The story of just how Chicago proved herself a veritable Phoenix is a very interesting one.

On the evening of October ninth, only twenty-four hours after the commencement of the conflagration, a car-load of provisions arrived from Milwaukee. By the next morning fifty car-loads had come to the afflicted city. Donations of food and clothing kept pouring in until Chicago was fairly sated. By October eleventh every person had food enough and each one's pressing physical necessities were attended to. On the eleventh, also, the Board of Trade met and resolved to require the honoring of all contracts. On the twelfth the bankers met and resolved to pay all depositors in full. The State sent an instalment of $3,000,000 with which it then voted to re-imburse the city for its expenditures for the canal enlargement, thus placing the city in the possession of much-needed funds. From all over the civilized world came contributions in money for the resurrected city. The amount so received within three months after the conflagration being about $4,200,000.

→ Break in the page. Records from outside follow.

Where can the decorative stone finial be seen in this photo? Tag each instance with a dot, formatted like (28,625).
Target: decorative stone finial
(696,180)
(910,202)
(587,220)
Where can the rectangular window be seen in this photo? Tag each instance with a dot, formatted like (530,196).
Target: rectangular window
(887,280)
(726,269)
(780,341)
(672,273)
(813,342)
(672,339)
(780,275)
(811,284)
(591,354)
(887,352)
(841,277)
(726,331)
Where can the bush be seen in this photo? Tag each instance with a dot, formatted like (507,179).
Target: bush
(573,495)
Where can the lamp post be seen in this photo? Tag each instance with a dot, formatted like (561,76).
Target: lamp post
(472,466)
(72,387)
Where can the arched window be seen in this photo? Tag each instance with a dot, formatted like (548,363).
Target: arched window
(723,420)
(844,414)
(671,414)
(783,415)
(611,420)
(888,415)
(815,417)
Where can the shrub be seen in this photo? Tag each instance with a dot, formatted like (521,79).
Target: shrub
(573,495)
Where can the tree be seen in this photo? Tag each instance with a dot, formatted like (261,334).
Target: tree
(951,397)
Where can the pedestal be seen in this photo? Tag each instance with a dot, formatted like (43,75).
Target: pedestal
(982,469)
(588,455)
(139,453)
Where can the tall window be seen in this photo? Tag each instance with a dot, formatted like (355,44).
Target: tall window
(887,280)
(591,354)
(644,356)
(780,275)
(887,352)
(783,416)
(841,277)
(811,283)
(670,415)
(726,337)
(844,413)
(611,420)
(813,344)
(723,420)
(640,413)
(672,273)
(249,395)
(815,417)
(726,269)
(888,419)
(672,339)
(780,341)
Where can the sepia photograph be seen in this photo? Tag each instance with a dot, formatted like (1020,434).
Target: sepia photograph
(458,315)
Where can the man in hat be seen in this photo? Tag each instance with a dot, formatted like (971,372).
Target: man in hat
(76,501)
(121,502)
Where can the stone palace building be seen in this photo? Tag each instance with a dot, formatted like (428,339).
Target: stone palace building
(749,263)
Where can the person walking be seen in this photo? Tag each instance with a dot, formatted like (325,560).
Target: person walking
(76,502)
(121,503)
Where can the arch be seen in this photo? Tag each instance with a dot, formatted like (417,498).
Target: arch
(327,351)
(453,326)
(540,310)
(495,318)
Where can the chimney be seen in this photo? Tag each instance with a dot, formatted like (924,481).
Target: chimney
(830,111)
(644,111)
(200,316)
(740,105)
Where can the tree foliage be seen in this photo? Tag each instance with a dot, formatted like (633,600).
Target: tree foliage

The Relief Society alone built four thousand houses within five weeks of those dreadful days when all seemed lost.

In two years after the fire, sixty-nine million, four hundred and sixty-two thousand dollars were expended in erecting buildings of brick, iron, and stone, while miles of humble frame houses were built, each costing from $500 to $10,000.

Now, in place of the original city of wood, there stands by the Great Lake, a city of stone and iron, able to vie with any other city in growth, enterprise and wealth, bearing the distinction of being the greatest grain and lumber market in the world, and boasting a population, at the time of my journey, of about five hundred thousand. From the Atlantic to the Pacific I rode into no city that made such an impression of grandeur, business power and wealth as this youthful "Queen of the Lakes."

Chicago's baptism of fire seemed but to prove an inspiration, goading the city to more activity, to greater success.

The aggregate amount of business done in the city the year after the fire—entirely excepting the building trades—greatly exceeds that done the previous year, as the following figures will show. During this one year the wholesale merchandise trade increased fifteen per cent. Receipts of grain increased 8,425,885 bushels; receipts of live-stock by 872,866 head. Deposits in the city banks increased $1,910,000.

So much for the splendid pluck of Chicago.

The Pacific coast has Chicago for her smelting furnace, four large silver mills being located here.